The Phillips Collection and the University of Maryland host the postdoctoral fellowships during the academic year. Each fellowship allows recipients to work with the Phillips’s exceptional collection and the University of Maryland’s leadership programs in art historical scholarship, interdisciplinary experimentation, and virtual technologies. During the academic year, fellows teach at least one public lecture and participate in other programs and discussions with scholars, critics, museum staff, and students at the museum and university.
“Dr. Marlaina Martin’s expertise in the anthropologies of race, gender, and media, and Dr. Alison Boyd’s studies on race and modernism complements the Phillips’s strong commitment to fostering an inclusive environment that encourages and values diversity in both our collection and our exhibitions,” said Dr. Klaus Ottmann, Chief Curator and Deputy Director for Academic Affairs. “Their work at the Phillips will significantly expand art-historical and cultural scholarship—a mission of the museum and priority of its founder Duncan Phillips.”

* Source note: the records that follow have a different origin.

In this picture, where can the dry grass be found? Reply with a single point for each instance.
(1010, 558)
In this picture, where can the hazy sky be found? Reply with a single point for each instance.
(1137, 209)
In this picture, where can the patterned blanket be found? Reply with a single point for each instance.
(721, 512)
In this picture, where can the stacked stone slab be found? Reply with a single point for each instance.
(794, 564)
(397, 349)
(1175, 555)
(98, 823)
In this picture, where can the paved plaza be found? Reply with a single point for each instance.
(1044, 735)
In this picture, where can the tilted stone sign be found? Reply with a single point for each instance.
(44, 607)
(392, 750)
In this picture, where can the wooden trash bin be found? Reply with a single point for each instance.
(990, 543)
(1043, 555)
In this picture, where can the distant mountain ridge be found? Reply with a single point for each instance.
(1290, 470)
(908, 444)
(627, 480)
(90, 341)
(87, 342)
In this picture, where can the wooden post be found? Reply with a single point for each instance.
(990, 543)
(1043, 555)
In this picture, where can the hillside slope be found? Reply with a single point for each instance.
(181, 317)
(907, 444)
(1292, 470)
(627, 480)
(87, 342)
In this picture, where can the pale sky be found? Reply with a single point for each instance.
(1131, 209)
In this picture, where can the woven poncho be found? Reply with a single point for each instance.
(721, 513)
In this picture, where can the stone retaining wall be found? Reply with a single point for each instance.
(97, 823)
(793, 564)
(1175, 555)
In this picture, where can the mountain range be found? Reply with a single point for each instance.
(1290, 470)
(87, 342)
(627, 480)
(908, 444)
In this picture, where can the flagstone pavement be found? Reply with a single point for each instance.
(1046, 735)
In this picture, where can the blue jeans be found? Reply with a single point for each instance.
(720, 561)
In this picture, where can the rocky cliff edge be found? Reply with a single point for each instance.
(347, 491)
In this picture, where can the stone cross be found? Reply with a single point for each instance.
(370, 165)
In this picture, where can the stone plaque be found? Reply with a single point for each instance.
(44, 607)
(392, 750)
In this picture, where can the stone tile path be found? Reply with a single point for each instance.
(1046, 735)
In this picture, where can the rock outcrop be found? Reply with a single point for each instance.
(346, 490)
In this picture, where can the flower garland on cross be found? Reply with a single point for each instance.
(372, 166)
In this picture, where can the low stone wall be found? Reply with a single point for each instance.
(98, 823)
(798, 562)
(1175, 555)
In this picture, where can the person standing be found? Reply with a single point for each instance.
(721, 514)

“The scholarly works of Drs. Martin and Boyd play a key role in helping us understand our countries’ past and the complex experiences of various identity groups,” said Mary Ann Rankin, Senior Vice President and Provost at the University of Maryland. “We congratulate them on this fellowship and look forward to seeing how their innovative work is advanced and shared over the next year.”
Marlaina H. Martin received her PhD from the Cultural Anthropology program at Rutgers University in 2019. During her time there, Martin was a recipient of a Graduate Research Fellowship from the National Science Foundation as well as a University & Louis Bevier Dissertation Completion Fellowship from Rutgers University. Her research interests include critical race theory, colorblindness, and post- racialism; Black feminism; women’s, gender, and sexuality studies; body and embodiment studies; cultural studies and media production studies; and anthropologies of race, gender, and media. Her dissertation, “’Making Their Own’: Creativity, Strategy, and Authority among Black Women Media Makers in New York City,” explores the numerous negotiations, decisions, and compromises that Black women independent media makers–as members of a doubly marginalized social group–navigated in order to cultivate authority and develop creative projects.
Alison Boyd completed her PhD in Art History and as a Mellon Fellow in Gender and Sexuality Studies at Northwestern University in 2017. She studies the intersection of multiple modernities in American and European art with a focus on the arts of the African diaspora, the politics of display, and gender theory. She is writing a book manuscript, “Modernism for America: Negro Art and Primitivism at the Barnes Foundation, 1917–1951,” which investigates the racial underpinnings of modern art’s reception in the United States. She is also researching a second project, “‘Your country? How came it yours?’: Divergent Artistic and Political Claims for the ‘Soil’ in America in the 1930s.” This project examines how artists from different American identity groups conceptualized their relationship to the soil; it includes a case study on Jacob Lawrence’s Migration Series.